Im wurde bewusst, dass seine Gefühle zu ihr eine subtile Wandlung durchmachten, aber er war nicht bereit, sie näher zu analysieren. Er war darauf trainiert, die Dinge aus einer klinischen Perspektive zu betrachten. Oft genug hatte er erlebt, wie Gefühle in die Quere kamen und den Prozess der Entscheidungsfindung beeinträchtigten. Was er brauchte, war ein klarer Kopf, um sich durch die nächsten Monate zu lavieren.
Scheidung war momentan ein hässliches Wort für ihn. In seiner Familie war es schon immer ein hässliches Wort. Seine Eltern waren vom alten Schlag; ihr religiöser Glauben verlangte, dass die Ehe alle Hürden überdauerte. Bis dass der Tod euch scheidet.

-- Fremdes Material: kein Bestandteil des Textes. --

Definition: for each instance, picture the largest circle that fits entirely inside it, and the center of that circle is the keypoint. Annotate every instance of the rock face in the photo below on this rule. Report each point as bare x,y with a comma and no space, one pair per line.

Salvatore, sein Vater, hatte sein Testament nicht geändert, obwohl er jahrelang Gelegenheit dazu gehabt hätte, nachdem Claire aus der Familie verschwunden war. Die Vermutung lag nahe, dass er es nur aus Nachlässigkeit versäumt hatte. Wie viele andere Leute auch hatte er nicht mit einem so frühen Tod gerechnet. Das hatte Antonio bisher immer geglaubt.
Inzwischen fragte er sich aber, ob vielleicht nicht doch mehr dahintersteckte. Seit seiner späten Jugendzeit stand er seinen Eltern nicht besonders nahe. Seine Berufswahl hatte alles andere als Begeisterungsstürme ausgelöst; insofern fühlte er sich, als hätte er seine Familie im Stich gelassen, weil er nicht das für ihn vorgesehene Leben führte.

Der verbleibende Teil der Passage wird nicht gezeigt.